Die große Kündigungswelle - auch aus dem Bereich der New Economy - steht der US-Wirtschaft erst noch bevor. Der Umsatz der Chip-Industrie dürfte in diesem Jahr um über 50% einbrechen: verlangsamte Auslieferung der PCs und ein deutlicher Anstieg der Lagerbestände. Die Produktionsprobleme in der Automobil- und chemischen Industrie sind bekannt. Die Hoffnungen, dass es durch massive Zinssenkungen und eine begleitende Fiskalpolitik rasch zu einer Überwindung des konjunkturellen Periodenwechsel kommen würde, haben sich verflüchtigt.

Szenario für 2002

Angesichts der hohen Inflationsrate hat sich die Europäische Zentralbank (EZB) nicht getraut, den Zinssatz von 4,5% zurückzunehmen. EZB-Präsident Duisenberg sieht zwar den Scheitelpunkt der Preissteigerungen erreicht und bleibt auch für das Wirtschaftswachstum in der Euro-Zone optimistisch. Von der Gefahr einer Rezession will jedoch niemand sprechen. Dominant ist nach wie vor die Einschätzung, dass der Tiefpunkt in der Abschwächung der US-Konjunktur erreicht ist und die beiden Wirtschaftsblöcke (Japan, Europa) von der bevorstehenden Aufwärtsbewegung partizipieren werden. Schiebt man dieses Prinzip Hoffnung beiseite, dann ist es eher berechtigt, von einer weiteren Eintrübung der Konjunkturlage im weltwirtschaftlichen Verbund auszugehen. Die neu formierte japanische Regierung geht davon aus, dass während der nächsten zwei bis drei Jahre in Japan harte Strukturanpassungen durchgesetzt werden. Das bisherige offizielle Wachstumsziel von 1,7% des BIP ist faktisch kassiert. Für den angestrebten Übergangszeitraum könne bestenfalls ein Wirtschaftswachstum von 0-1% realisiert werden. Erst nach der Wertberichtigung des riesigen Schuldengebirges bei Banken, Versicherungen und Immobilienfirmen könne man von einer Beschleunigung der Akkumulationsrate auf 2-3% ausgehen.

In den USA ist die neue Administration bereit, weitere Konjunkturspritzen einzusetzen, und die fiskalische Konstellation lässt dies zu. Gleichwohl ist es eher unwahrscheinlich, dass mit solchen Interventionen eine Erneuerung eines konsumgetragenen Aufschwungs erzwungen werden kann.

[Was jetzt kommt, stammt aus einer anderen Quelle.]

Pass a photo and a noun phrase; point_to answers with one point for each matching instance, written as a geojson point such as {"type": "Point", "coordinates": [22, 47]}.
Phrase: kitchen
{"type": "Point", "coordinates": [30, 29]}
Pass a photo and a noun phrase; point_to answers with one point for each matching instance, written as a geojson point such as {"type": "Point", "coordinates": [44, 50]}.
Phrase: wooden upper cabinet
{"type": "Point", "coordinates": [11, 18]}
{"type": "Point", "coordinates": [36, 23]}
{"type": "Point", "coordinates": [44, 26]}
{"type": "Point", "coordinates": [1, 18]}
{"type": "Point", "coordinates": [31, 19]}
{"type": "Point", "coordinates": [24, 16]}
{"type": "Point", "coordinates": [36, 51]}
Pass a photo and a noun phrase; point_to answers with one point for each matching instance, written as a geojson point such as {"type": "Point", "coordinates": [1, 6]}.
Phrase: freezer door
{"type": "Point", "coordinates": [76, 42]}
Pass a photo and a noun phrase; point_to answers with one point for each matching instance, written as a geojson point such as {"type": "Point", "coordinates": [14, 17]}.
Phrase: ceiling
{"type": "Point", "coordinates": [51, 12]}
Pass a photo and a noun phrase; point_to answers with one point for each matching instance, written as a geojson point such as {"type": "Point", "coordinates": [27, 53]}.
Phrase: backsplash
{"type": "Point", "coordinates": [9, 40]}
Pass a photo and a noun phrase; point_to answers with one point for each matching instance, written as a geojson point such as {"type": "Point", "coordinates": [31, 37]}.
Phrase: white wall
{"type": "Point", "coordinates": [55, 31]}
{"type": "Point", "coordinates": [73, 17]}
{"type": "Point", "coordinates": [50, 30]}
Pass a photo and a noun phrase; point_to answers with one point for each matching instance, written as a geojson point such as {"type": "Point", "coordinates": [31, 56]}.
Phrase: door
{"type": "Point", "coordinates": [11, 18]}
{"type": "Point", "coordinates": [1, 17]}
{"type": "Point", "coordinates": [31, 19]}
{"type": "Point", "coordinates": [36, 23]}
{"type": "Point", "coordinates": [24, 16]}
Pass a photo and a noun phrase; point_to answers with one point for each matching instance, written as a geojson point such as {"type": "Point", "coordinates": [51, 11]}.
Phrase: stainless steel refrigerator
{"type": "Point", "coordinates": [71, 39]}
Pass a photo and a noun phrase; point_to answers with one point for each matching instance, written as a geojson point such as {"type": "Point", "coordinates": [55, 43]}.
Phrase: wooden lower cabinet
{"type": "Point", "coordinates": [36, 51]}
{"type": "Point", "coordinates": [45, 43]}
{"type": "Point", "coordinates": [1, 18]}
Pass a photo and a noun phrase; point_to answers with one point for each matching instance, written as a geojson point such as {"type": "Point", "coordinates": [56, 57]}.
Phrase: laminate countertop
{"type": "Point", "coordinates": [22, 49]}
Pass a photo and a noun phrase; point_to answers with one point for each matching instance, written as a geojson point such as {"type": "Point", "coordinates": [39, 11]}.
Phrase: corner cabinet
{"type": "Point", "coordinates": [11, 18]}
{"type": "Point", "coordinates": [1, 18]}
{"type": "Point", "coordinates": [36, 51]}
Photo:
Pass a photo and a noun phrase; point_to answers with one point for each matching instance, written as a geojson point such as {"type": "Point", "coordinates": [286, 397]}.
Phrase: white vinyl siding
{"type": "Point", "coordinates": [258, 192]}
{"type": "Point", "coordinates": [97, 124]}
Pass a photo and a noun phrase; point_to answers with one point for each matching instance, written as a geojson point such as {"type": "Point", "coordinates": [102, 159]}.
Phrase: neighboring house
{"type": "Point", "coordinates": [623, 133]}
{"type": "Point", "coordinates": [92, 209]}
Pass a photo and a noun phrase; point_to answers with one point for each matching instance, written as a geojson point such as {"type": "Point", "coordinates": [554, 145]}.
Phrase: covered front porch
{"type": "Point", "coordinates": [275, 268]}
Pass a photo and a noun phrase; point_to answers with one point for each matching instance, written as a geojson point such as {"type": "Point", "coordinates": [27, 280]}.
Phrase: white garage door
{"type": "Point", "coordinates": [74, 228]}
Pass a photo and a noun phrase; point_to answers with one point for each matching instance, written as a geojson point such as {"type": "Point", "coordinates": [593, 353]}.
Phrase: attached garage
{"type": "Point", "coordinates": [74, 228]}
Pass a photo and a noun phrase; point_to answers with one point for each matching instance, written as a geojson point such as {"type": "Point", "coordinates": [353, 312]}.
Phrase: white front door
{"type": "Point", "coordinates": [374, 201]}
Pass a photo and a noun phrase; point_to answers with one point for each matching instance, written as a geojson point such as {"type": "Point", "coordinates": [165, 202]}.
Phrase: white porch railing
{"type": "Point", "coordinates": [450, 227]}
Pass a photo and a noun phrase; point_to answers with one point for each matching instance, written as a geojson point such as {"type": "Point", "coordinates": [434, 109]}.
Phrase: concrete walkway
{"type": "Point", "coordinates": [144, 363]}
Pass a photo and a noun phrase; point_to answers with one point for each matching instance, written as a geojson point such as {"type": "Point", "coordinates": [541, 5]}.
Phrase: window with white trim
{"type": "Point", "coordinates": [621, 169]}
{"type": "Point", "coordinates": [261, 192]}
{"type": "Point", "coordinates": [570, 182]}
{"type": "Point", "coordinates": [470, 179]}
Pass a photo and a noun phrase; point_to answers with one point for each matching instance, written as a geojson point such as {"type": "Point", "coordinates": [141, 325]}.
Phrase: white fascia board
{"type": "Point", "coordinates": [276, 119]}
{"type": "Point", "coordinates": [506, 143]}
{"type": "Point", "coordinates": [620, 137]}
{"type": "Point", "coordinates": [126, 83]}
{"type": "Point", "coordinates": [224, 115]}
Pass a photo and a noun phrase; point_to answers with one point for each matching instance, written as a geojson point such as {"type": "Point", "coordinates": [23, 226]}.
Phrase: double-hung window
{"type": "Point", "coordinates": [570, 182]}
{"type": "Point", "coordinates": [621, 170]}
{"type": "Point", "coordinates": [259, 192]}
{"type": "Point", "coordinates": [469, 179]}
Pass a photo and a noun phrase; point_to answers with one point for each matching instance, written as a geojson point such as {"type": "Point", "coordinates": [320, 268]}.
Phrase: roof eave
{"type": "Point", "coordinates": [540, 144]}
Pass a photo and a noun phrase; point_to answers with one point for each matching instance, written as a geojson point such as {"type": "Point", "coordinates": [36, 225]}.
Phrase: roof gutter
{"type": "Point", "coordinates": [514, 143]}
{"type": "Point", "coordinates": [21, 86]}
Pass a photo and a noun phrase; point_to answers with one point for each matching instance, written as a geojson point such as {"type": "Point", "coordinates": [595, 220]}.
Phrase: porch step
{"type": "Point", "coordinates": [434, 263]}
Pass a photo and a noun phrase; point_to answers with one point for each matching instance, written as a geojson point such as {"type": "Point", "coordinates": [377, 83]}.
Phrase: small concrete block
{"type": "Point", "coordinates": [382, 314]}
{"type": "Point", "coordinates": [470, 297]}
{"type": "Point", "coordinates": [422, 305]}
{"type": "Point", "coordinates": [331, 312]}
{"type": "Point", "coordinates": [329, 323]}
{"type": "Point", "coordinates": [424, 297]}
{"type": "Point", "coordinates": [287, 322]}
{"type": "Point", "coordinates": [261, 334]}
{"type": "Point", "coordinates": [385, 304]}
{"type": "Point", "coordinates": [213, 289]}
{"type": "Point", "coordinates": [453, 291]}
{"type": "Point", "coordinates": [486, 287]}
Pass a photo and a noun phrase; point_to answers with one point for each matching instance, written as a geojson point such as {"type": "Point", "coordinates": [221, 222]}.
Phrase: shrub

Eine weitere Abschwächung in der Euro-Zone und vor allem der Bundesrepublik ist daher zu erwarten. Die rot-grüne Regierungskoalition wird also nicht nur wegen ihrer Verteilungspolitik, der Teilprivatisierung der Alterssicherung und des bevorstehenden Umbaus der Krankenversicherung, sondern auch wegen der elementaren Defizite in der Wirtschafts-, Arbeitsmarkt- und Verteilungspolitik unter Druck geraten.


Joachim Bischoff ist Redakteur von Sozialismus.

1 DIW-Wochenbericht 23/2001, US-Wirtschaft im Abschwung, S. 350.
2 Ebda, S. 349.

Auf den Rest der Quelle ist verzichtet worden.